L’édito d’Arnaud Benedetti avec notre partenaire Radio Orient

Retour au Printemps : l’histoire retiendra que la France est le premier grand pays européen à reconfiner totalement. L’avenir proche nous dira si ce reconfinement en annonce d’autres en Europe, ou s’il s’agit d’une exception française. Selon l’une ou l’autre des hypothèses, l’exécutif trouvera ou non matière à justification. Si l’hexagone restait le seul État à procéder à ces mesures totales et nationales, d’évidence se poserait la question de la qualité du retour d’expériences opérée par le gouvernement après la première vague. Il y aurait là certification en quelque sorte de notre échec, de notre imprévoyance, de notre absence de réactivité.

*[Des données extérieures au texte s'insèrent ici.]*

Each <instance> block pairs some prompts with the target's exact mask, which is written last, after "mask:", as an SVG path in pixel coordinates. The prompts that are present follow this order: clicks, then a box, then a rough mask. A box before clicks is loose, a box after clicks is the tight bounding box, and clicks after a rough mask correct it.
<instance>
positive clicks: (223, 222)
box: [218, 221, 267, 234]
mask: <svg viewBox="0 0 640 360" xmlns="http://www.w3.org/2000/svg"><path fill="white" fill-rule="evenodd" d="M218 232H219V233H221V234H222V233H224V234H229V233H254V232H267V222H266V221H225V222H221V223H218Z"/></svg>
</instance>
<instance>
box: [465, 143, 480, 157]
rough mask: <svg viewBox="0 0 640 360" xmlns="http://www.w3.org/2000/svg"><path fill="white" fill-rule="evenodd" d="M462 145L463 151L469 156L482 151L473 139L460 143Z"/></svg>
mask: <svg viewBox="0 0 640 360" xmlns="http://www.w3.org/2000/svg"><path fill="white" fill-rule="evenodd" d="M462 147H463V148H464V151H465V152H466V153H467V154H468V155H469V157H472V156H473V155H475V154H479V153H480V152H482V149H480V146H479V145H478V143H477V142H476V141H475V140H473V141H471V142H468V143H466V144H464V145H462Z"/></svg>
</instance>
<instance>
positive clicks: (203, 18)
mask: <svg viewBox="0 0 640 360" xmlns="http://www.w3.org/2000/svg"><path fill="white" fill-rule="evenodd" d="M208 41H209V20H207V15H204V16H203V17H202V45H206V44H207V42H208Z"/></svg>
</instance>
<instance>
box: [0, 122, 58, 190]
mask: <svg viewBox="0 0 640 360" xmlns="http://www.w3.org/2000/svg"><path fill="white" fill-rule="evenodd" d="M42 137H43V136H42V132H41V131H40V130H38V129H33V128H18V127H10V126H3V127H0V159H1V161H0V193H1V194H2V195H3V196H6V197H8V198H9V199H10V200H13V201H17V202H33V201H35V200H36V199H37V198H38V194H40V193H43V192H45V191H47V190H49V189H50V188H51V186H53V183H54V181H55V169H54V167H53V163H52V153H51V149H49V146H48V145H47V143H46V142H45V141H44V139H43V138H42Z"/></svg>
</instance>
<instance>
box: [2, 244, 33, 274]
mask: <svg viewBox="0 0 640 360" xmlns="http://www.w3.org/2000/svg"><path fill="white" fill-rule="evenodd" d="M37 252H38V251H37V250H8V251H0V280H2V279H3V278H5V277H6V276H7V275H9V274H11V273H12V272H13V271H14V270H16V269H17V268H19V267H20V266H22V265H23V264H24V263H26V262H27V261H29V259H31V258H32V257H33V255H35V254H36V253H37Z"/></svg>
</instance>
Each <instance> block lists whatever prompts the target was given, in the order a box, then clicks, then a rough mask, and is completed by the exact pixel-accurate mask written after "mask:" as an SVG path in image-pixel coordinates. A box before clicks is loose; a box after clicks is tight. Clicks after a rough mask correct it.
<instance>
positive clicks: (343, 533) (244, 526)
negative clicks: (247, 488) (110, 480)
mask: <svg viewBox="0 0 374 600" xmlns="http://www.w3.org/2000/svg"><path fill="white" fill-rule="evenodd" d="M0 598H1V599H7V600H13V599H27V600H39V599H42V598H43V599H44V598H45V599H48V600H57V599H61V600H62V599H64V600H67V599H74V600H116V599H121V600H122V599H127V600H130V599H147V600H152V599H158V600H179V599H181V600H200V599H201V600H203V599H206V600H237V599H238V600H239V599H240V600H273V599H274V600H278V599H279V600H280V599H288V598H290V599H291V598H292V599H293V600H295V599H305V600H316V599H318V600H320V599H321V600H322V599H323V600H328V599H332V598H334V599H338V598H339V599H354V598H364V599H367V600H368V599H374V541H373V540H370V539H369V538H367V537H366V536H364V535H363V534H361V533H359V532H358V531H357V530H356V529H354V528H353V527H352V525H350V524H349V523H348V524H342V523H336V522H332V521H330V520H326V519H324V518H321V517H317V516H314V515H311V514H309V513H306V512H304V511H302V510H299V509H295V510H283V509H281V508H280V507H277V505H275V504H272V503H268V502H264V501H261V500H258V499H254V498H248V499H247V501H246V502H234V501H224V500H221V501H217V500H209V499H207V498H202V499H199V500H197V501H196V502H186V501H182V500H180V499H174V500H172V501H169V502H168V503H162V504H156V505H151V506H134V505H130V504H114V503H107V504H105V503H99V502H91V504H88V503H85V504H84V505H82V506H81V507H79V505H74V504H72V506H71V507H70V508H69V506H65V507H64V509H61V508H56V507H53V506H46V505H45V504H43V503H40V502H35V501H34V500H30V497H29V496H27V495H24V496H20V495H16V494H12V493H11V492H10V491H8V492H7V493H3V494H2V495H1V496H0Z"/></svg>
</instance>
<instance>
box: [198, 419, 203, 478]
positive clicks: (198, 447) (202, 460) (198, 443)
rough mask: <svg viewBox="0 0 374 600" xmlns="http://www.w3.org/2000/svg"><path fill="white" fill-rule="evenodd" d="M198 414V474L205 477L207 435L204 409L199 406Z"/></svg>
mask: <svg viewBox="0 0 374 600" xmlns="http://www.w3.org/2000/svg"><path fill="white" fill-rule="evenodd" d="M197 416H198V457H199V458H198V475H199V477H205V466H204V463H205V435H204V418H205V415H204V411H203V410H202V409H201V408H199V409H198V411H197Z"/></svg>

Jusqu’à présent la comparaison européenne et internationale a servi d’amortisseur communicant aux politiques conduites par les pouvoirs publics dans la gestion de la crise. Elle a permis sans doute de contribuer à l’acceptabilité par l’opinion de contraintes dont la proportionnalité au regard de la situation les fait apparaître à ce stade comme inévitables. La France s’efforce depuis le début de l’épidémie de tenir un rang à l’instar d’un élève médian qui ne ferait pas moins bien, et parfois même mieux que d’autres. A voir… D’autant plus à voir que bien des contradictions continuent de nourrir les annonces gouvernementales : ce confinement mi-chèvre mi-chou, sous l’apparence d’une rationalité scientifico-administrative, ne parvient pas à dissimuler une forme d’arbitraire kafkaïen. On ferme certains commerces mais pas tous, on laisse les écoles, collèges et lycées ouverts mais on claquemure des bars et restaurants qui ont parfois fait des efforts considérables en matière d’exigence sanitaire, on limite les déplacements internes au pays mais on fait de la France une terre ouverte avec le maintien de l’ouverture des frontières.
 
Tout se passe comme si on entrait à tâtons dans ce nouveau confinement, hésitant surtout, partout, pour tout, à l’image d’un paquebot étatique dont la trajectoire demeure incertaine, crispée par la peur, compensant cette dernière par un contrôle social et administratif qui ne parvient pas à masquer une forme évidente d’improvisation de tous les instants et un abandon progressif de pans fondamentaux de tout ce qui fait, qu’on le veuille ou non,  une société libre.